2020 Changes from Previous Year’s Rules and Procedures

The Synopsys Championship will be held March 11-12, 2020, at South Hall at the San Jose Convention Center.

Selected projects will be reviewed and checked in on March 8th

All students should plan to complete their projects and be ready for “Check In” on Sunday, March 8, 2020.  Selected students will be required to check in on that day and will leave their project boards, notebooks and any prototypes after the review.
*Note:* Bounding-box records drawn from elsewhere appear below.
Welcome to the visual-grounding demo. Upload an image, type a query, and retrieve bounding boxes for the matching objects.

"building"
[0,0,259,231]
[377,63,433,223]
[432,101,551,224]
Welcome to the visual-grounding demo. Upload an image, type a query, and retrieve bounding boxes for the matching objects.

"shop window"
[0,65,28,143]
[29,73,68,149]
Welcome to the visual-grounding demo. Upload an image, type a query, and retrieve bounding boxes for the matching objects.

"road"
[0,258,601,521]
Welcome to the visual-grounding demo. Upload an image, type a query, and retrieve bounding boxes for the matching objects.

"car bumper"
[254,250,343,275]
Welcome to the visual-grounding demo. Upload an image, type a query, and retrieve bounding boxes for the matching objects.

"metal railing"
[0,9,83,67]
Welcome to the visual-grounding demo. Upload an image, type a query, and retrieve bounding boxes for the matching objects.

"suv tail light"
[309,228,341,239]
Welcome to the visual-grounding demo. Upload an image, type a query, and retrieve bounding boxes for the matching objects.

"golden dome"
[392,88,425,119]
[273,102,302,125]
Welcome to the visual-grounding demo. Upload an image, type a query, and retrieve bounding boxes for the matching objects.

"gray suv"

Students selected for this early “Check In” will not need to come to the South Hall Convention Center on Wednesday, March 11. Their boards will be set up for them by SCVSEFA volunteers, so they just need to show up for the judging on Thursday, March 12.

Students selected for early check in will be notified about two weeks prior to the fair and are expected to check in on March 8 at a specified time in the 9 AM – 2 PM time frame.  (Location: Santa Clara University).
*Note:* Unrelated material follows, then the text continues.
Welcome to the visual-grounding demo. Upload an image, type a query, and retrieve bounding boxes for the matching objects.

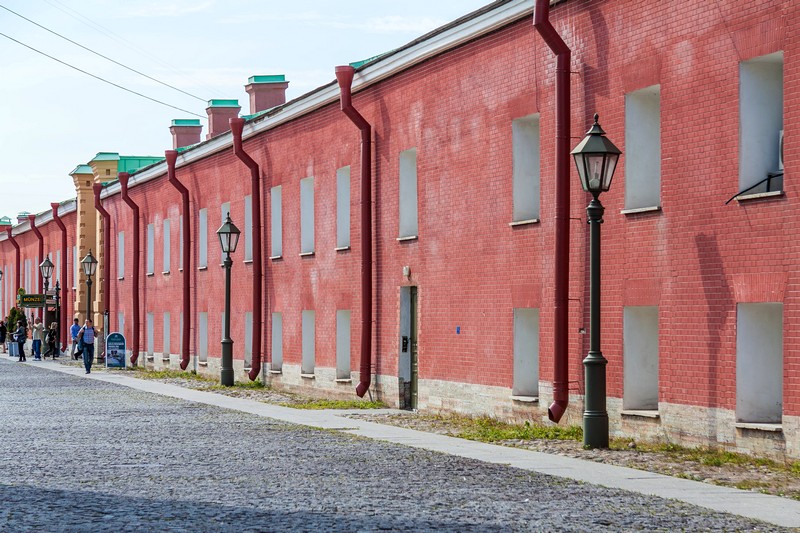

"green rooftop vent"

The Society for Science and the Public (SSP), the organization that administers ISEF and all affiliated fairs, has enhanced the ethics statement on Form 1B that is signed by all participating students and their parents/guardians. SSP has provided additional guidance for ethical behavior. After careful consideration the Board of Directors for SCVSEFA has chosen to focus on this aspect for the 2020 Synopsys Championship, and a more thorough check of project documentation and appropriate attribution on the poster board is one way to achieve this. 
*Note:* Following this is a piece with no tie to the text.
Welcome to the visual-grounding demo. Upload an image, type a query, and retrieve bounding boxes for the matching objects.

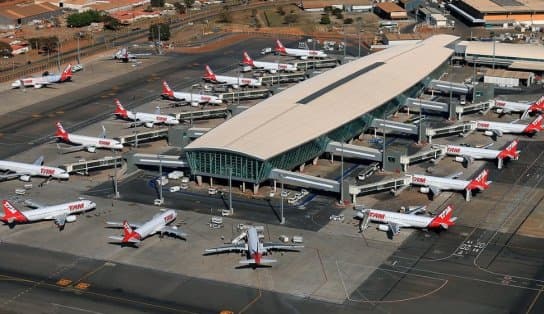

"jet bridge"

Overall, schools can expect to have approximately 5-10% of their projects selected for early review. Special focus will be on projects that required SRC pre-approval, and those in the computational biology and software engineering fields of study. The student’s board should contain only the data that the student generated, and any additional information should be correctly attributed.

Consequences for violating SSP’s ethics and rules are listed on our website (rule #2).  Teachers may also be held accountable for rules and ethics violations if they have participated in or supported the violations.

Continuing Improvement

Our goal is to improve the experience of participation in the Synopsys Championship. In 2020 we will focus on compliance with the ethics statement on Form 1B, the Approval Form that is signed by all students and parents/guardians. The statement aligns with the expanded 2020 ISEF ethics statement. Additionally we will require students and parents to sign an additional ethics form which will be collected at project check-in.

Field of Study for Behavioral Science removed

The SCVSEFA Board has decided to remove Behavioral Science as a field of study (projects that looked at the effects of various things on human participants).  Reasons are that they are often of poor quality, typically have insufficient participants to see an effect and they require enormous amounts of time for the IRB and administrative personnel to review and manage. We also have problems recruiting judges with expertise to review these projects. We apologize for any inconvenience.

Students who are developing an app or have an engineering project that builds a device that needs to be tested may still do so if they follow all the rules for human participants. These projects need pre-approval by the SRC. 

Judging changes

  • Project Notebooks are required for High School (Grade 9 to 12) and highly recommended for Middle School (Grade 6 to 8) projects. For software projects, logs of results and dates should be incorporated into the notebook as work progresses. README documents, GitLab/Github logs or SVN/Git revision logs can be used in the project notebook using Google style or equivalent.
  • The brief oral project summary by student(s) during interviews with judges should be no more than one to two minutes long without charts or a formal presentation. This will leave most of the interview time for questions from judges.
  • The Category Judging Criteria have been revised to emphasize independent work, project understanding, and clarity when answering judge’s questions.

ISEF changes for 2020

The International Science & Engineering Fair will be held in Anaheim, CA, May 10-15, 2020. ISEF is no longer sponsored primarily by Intel, and the Society for Science is actively seeking new sponsors.

ISEF Rule Changes for 2020 are summarized on the web site for International Rules for Pre-College Science Research.

These include an Expanded Ethics Statement:
o Addresses integrity, legality, respect for confidentiality and intellectual property, and stewardship of the environment.
o Student researchers, as well as adults who have a role in their projects, are expected to maintain the highest ethical standards.

Application limits for teachers

Teachers with 1 category award-winning project in 2019 may sponsor 4 projects instead of 8 in 2020. This change is necessary because the Synopsys Championship significantly increased the number of Honorable Mention Awards beginning in 2019.

# projects that won category awards in prior year# sponsored projects allowed this year
04 (also applies to new teachers)
14
28
38
4 or more12

Application limits for schools

Some schools have a science club or equivalent that meets less frequently than a research class but where guided research projects are encouraged. Upon request to the Scientific Review Committee (src@science-fair.org), a teacher may be granted up to 20 project slots for such a class or club.

2019 rule changes are still in effect

  • As in 2019, for every application from a student at a participating school, a teacher’s signature is required on Form 1. If the teacher is not the Adult Sponsor of the project, he/she may sign at the bottom of Form 1 below the signature of the Adult Sponsor. The teacher’s signature indicates that the project is included in the per-teacher and per-school limits.